Imagine in the future, all merchants in the world accepting VISA will also accept Bitcoin. It is trust-free, instant confirmation, no charge-back, very low tx fee (most fee will go to payment processor instead of miners). There will be discount for bitcoin users because of all these advantages over VISA. As user, you don't need to worry about foreign currency exchange because bitcoin is widely accepted. If there is any emergency, your family can deposit bitcoin for you to the payment processor, and it will be confirmed after 6 confirmations (I know you don't like soft-fork, but there is a soft-fork proposal to make 6 confirmations happens in 15 minutes). And of course, 1 BTC will worth at least US$10000...............

[thanke]

If the protocol breaks (is interrupted) after the server has signed and returned the refund transaction (T2) to the client, the server has to blacklist its input (the hash of T1) indefinitely, or am I overlooking something? Otherwise the client can replay T1 at a later time, after the locktime of T2 has passed, and refund to himself before the protocol is terminated. At least the server has to keep track of the timelock used in T2. What does the implementation do?

[giszmo]

If the protocol breaks (is interrupted) after the server has signed and returned the refund transaction (T2) to the client, the server has to blacklist its input (the hash of T1) indefinitely, or am I overlooking something? Otherwise the client can replay T1 at a later time, after the locktime of T2 has passed, and refund to himself before the protocol is terminated. At least the server has to keep track of the timelock used in T2. What does the implementation do?

I don't understand you well but maybe this helps:
You secretly ask the merchant for a refund of a not yet published payment A.
The merchant secretly sends you a contract B1 "If you publish A (aka send me $100) I send you B which can be used to send $100 to you."
Now with this contract in hands you publish A.

Now you feel like you need some service from the merchant. You ask him and he offers you something for 10ct, but asks you to sign B2 "I $99.90 to you. This overrules B1"
As it's a fair deal, you sign it and send it to the merchant.
Now the merchant is compensated and grants you the 10ct. service.

Now you feel betrayed by the merchant and publish the very first full reimbursement but the merchant has time until the timeout of A expires to publish any lower reimbursement that you signed and that overrules all prior Bs.

The highest B at the end of timeout wins and becomes a blockchain transaction. This might happen before the timeout if B∞ gets published with all signatures early.

[fornit]

IMHO the next chunk of work that makes sense to do with this is bring up a real, usable demo app that lets you take out the ads on this forum. I talked to theymos and he's provisionally interested but someone would need to actually write the code so he knows how to integrate it.

do you consider this an actual useful app or do you just propose it as good test case?

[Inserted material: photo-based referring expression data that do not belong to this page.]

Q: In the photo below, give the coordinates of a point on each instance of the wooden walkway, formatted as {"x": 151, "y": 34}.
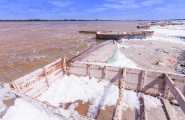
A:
{"x": 102, "y": 52}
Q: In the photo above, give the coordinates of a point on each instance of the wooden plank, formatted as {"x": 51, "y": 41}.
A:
{"x": 118, "y": 111}
{"x": 89, "y": 68}
{"x": 98, "y": 53}
{"x": 169, "y": 110}
{"x": 50, "y": 107}
{"x": 143, "y": 79}
{"x": 143, "y": 114}
{"x": 64, "y": 65}
{"x": 176, "y": 92}
{"x": 166, "y": 92}
{"x": 105, "y": 73}
{"x": 45, "y": 71}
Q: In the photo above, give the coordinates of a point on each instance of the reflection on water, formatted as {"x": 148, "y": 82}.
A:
{"x": 27, "y": 46}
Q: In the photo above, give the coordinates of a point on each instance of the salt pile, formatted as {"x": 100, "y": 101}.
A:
{"x": 72, "y": 88}
{"x": 169, "y": 33}
{"x": 6, "y": 94}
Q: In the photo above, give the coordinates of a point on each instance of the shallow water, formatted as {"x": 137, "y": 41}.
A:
{"x": 27, "y": 46}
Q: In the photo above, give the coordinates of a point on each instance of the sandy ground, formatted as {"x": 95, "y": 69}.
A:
{"x": 146, "y": 54}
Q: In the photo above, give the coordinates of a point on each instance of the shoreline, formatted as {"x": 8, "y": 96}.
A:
{"x": 146, "y": 54}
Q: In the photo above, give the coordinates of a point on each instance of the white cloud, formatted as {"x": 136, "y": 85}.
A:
{"x": 151, "y": 2}
{"x": 61, "y": 4}
{"x": 97, "y": 9}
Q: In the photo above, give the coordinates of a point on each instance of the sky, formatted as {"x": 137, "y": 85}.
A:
{"x": 92, "y": 9}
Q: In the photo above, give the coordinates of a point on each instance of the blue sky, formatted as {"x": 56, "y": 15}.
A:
{"x": 92, "y": 9}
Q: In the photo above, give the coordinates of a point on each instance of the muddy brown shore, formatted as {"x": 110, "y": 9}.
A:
{"x": 154, "y": 55}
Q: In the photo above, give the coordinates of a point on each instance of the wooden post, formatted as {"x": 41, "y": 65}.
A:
{"x": 166, "y": 91}
{"x": 105, "y": 73}
{"x": 169, "y": 110}
{"x": 89, "y": 68}
{"x": 176, "y": 92}
{"x": 143, "y": 79}
{"x": 64, "y": 65}
{"x": 118, "y": 111}
{"x": 45, "y": 71}
{"x": 143, "y": 114}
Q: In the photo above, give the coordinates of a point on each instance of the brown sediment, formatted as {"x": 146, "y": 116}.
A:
{"x": 8, "y": 103}
{"x": 146, "y": 54}
{"x": 106, "y": 114}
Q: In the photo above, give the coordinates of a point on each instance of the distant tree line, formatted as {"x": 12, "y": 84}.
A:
{"x": 59, "y": 20}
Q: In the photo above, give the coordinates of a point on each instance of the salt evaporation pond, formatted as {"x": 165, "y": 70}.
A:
{"x": 72, "y": 88}
{"x": 26, "y": 110}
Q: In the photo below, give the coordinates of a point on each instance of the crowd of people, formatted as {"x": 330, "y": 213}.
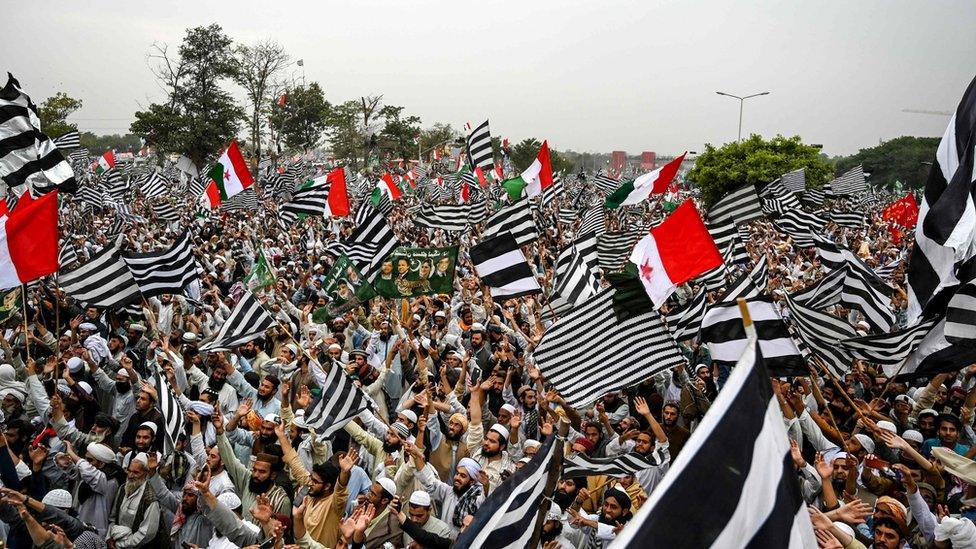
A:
{"x": 458, "y": 405}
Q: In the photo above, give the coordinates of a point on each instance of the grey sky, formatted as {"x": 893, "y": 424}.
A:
{"x": 587, "y": 75}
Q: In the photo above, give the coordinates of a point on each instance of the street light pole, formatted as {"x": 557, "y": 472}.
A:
{"x": 742, "y": 101}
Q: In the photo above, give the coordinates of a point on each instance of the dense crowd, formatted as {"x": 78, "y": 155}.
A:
{"x": 457, "y": 406}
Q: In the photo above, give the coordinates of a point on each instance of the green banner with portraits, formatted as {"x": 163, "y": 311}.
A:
{"x": 346, "y": 287}
{"x": 410, "y": 272}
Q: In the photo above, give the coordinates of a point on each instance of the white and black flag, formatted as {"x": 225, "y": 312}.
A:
{"x": 502, "y": 266}
{"x": 164, "y": 271}
{"x": 754, "y": 497}
{"x": 246, "y": 322}
{"x": 104, "y": 281}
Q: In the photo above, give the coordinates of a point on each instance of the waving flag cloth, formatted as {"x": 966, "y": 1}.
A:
{"x": 230, "y": 172}
{"x": 538, "y": 176}
{"x": 29, "y": 242}
{"x": 654, "y": 182}
{"x": 674, "y": 252}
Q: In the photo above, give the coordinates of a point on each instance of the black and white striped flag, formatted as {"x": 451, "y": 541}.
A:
{"x": 451, "y": 217}
{"x": 740, "y": 451}
{"x": 944, "y": 235}
{"x": 507, "y": 518}
{"x": 821, "y": 332}
{"x": 584, "y": 368}
{"x": 27, "y": 156}
{"x": 578, "y": 465}
{"x": 173, "y": 415}
{"x": 480, "y": 153}
{"x": 726, "y": 337}
{"x": 155, "y": 186}
{"x": 852, "y": 182}
{"x": 104, "y": 281}
{"x": 164, "y": 271}
{"x": 246, "y": 322}
{"x": 515, "y": 219}
{"x": 341, "y": 402}
{"x": 502, "y": 266}
{"x": 70, "y": 140}
{"x": 685, "y": 322}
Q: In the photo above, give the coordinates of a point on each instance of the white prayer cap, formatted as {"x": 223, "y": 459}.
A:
{"x": 409, "y": 414}
{"x": 420, "y": 498}
{"x": 101, "y": 453}
{"x": 58, "y": 498}
{"x": 229, "y": 499}
{"x": 501, "y": 430}
{"x": 388, "y": 485}
{"x": 75, "y": 364}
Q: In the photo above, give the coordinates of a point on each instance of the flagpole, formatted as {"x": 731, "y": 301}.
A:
{"x": 23, "y": 296}
{"x": 554, "y": 473}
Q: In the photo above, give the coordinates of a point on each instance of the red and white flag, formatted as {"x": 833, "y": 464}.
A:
{"x": 674, "y": 252}
{"x": 29, "y": 242}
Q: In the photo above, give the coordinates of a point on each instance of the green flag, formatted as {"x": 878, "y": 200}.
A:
{"x": 514, "y": 187}
{"x": 261, "y": 276}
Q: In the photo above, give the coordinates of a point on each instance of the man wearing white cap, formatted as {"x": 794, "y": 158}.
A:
{"x": 136, "y": 519}
{"x": 424, "y": 527}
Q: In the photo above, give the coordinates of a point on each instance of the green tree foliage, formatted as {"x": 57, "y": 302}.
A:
{"x": 900, "y": 159}
{"x": 304, "y": 119}
{"x": 199, "y": 117}
{"x": 524, "y": 153}
{"x": 756, "y": 161}
{"x": 54, "y": 113}
{"x": 98, "y": 144}
{"x": 399, "y": 133}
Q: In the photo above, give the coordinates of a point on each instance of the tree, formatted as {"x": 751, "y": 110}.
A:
{"x": 256, "y": 68}
{"x": 304, "y": 118}
{"x": 398, "y": 138}
{"x": 54, "y": 113}
{"x": 345, "y": 133}
{"x": 99, "y": 143}
{"x": 900, "y": 159}
{"x": 525, "y": 152}
{"x": 199, "y": 117}
{"x": 756, "y": 161}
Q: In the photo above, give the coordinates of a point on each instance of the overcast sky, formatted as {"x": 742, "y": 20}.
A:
{"x": 587, "y": 75}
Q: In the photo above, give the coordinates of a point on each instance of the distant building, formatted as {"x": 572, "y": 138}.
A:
{"x": 648, "y": 160}
{"x": 618, "y": 160}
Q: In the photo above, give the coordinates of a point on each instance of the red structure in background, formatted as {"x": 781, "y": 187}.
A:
{"x": 648, "y": 160}
{"x": 618, "y": 159}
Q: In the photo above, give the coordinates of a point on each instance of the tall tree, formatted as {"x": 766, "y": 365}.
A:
{"x": 199, "y": 117}
{"x": 54, "y": 113}
{"x": 304, "y": 118}
{"x": 904, "y": 159}
{"x": 257, "y": 66}
{"x": 757, "y": 161}
{"x": 399, "y": 135}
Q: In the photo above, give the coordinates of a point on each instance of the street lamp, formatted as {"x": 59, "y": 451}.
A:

i like the idea of a "soft paywall", for example for high quality articles. but honestly, people need to see that they are paying for an actual effort that benefits them. while maintaining a large forum like this a big effort, the content is still user generated. so how do you measure the effort for the micropayments? time, clicks, ads blocked?
when you click on a news paper or blog article and a micropayment for 5 cents is executed, thats something a user can relate to. but when you stumple into a thread from some guy blabbering about anarcho-whateverilism or better yet, you answer questions in the noob forum - you really expect anyone to pay for that?